Do we know the limits of the quantum Tsallis entropy?

Question

From the two main generalizations of the von Neumann entropy:

\begin{equation} S(\rho)=-\operatorname{Tr}(\rho \log \rho) \end{equation}

meaning Rényi:

\begin{equation} R_{\alpha}(\rho)=\frac{1}{1-\alpha} \log \operatorname{Tr}\left(\rho^{\alpha}\right), \alpha \in(0,1) \cup(1, \infty) \end{equation}

and Tsallis:

\begin{equation} T_{q}(\rho)=\frac{1}{1-q}\left(\operatorname{Tr}\left(\rho^{q}\right)-1\right), q \in(0,1) \cup(1, \infty) \end{equation}

we know that in both cases the limit to 1 for the entropic parameters gives us back the von Neumann entropy:

\begin{equation} S(\rho)=\lim _{q \rightarrow 1} T_{q}(\rho)=\lim _{\alpha \rightarrow 1} R_{\alpha}(\rho). \end{equation}

In the case of the quantum Rényi entropy we also know its two limits:

\begin{equation} R_{0}(\rho)=\lim _{\alpha \rightarrow 0} R_{\alpha}(\rho)=\log \operatorname{rank}(\rho) \end{equation}

and

\begin{equation} R_{\infty}(\rho)=\lim _{\alpha \rightarrow \infty} R_{\alpha}(\rho)=-\log \|\rho\|. \end{equation}

I couldn't find anything similar for the quantum Tsallis case?

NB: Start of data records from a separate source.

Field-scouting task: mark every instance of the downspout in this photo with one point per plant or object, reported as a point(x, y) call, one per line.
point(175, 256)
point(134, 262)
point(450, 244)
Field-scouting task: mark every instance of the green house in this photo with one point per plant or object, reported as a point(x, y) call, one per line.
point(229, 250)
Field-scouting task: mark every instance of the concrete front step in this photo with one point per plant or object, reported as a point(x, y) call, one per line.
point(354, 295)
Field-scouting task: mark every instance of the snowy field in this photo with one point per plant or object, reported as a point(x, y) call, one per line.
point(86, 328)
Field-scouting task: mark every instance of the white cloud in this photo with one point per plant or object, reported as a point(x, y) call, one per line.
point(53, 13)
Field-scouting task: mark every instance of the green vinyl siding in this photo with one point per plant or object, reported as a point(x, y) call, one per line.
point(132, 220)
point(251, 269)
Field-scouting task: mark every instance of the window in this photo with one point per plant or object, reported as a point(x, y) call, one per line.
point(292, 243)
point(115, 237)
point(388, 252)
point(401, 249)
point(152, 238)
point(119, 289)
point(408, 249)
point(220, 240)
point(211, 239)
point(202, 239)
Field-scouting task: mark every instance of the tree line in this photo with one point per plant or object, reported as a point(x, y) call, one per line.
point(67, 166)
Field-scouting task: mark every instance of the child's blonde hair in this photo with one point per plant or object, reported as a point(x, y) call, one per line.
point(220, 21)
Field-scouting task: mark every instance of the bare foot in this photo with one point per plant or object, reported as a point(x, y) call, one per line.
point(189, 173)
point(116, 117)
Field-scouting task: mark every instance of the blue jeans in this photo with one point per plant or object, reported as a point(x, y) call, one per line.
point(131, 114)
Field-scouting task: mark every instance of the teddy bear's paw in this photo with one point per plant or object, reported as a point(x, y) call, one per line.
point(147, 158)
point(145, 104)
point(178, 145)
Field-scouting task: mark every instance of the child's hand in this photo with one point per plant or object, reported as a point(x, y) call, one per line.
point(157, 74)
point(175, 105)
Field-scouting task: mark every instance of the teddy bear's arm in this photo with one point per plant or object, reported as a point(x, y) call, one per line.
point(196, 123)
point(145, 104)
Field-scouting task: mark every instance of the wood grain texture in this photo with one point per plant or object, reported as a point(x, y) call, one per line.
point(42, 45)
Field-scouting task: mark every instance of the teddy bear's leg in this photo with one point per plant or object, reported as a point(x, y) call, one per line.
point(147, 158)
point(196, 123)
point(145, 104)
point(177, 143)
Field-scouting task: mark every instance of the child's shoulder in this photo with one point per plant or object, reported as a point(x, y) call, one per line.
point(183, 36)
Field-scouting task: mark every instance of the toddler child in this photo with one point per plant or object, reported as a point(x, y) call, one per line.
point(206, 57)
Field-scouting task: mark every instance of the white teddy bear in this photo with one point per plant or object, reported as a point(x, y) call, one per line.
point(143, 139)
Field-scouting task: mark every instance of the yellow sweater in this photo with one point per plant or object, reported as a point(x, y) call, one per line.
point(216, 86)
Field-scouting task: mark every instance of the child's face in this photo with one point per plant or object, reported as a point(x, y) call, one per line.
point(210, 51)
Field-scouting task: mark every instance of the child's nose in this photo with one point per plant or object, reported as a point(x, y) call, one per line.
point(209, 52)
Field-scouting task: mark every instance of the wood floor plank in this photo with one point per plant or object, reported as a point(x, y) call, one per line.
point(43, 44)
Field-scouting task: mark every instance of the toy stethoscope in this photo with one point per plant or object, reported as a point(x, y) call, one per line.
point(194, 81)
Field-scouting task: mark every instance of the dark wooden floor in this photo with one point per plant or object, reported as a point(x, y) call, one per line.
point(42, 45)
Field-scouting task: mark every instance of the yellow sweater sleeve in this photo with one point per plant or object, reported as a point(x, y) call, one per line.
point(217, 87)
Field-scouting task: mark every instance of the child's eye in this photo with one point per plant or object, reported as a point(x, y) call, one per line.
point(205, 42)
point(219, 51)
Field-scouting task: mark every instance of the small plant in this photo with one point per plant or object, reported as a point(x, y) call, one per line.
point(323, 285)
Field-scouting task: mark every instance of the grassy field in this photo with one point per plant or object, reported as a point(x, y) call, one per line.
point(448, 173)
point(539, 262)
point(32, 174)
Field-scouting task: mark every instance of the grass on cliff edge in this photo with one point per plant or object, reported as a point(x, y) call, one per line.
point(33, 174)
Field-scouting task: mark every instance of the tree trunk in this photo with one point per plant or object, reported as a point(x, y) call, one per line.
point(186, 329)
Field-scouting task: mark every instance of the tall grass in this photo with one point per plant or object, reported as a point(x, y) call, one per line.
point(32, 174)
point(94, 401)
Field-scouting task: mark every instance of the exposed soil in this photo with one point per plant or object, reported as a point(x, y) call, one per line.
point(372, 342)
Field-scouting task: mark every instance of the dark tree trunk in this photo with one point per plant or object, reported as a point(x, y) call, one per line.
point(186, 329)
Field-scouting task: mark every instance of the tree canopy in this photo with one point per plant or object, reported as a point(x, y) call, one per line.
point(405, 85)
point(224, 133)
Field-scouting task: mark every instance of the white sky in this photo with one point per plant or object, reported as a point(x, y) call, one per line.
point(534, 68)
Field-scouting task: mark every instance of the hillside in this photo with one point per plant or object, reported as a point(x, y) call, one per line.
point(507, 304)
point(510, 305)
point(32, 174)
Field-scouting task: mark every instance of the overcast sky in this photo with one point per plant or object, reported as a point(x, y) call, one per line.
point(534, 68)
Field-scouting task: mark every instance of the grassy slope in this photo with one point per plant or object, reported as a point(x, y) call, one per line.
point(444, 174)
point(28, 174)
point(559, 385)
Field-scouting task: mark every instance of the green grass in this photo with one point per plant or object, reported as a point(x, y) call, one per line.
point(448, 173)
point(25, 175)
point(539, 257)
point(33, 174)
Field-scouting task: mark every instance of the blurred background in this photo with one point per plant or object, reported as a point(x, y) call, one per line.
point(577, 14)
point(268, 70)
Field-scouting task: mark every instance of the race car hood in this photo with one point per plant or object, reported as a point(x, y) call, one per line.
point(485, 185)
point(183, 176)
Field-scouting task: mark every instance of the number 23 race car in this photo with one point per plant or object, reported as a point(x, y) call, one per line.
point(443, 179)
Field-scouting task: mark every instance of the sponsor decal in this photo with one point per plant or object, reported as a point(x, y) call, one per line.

Is there something that is considered trivial?

Answer 1

Well for $q \to 0$ we have $$ \lim_{q \to 0} T_q(\rho) = \mathrm{rank}(\rho) - 1. $$ For $q \to \infty$ it's not really interesting as $$ \lim_{q \to \infty} T_{q}(\rho) = 0. $$ For the second result note $\lim_{q\to\infty} \mathrm{Tr}[\rho^q] \leq \lim_{q \to \infty} \mathrm{rank}(\rho)\lambda_{\max}(\rho)^q \leq 1$ as $\rho$ is a quantum state. And so the numerator is finite but the denominator blows up to $-\infty$.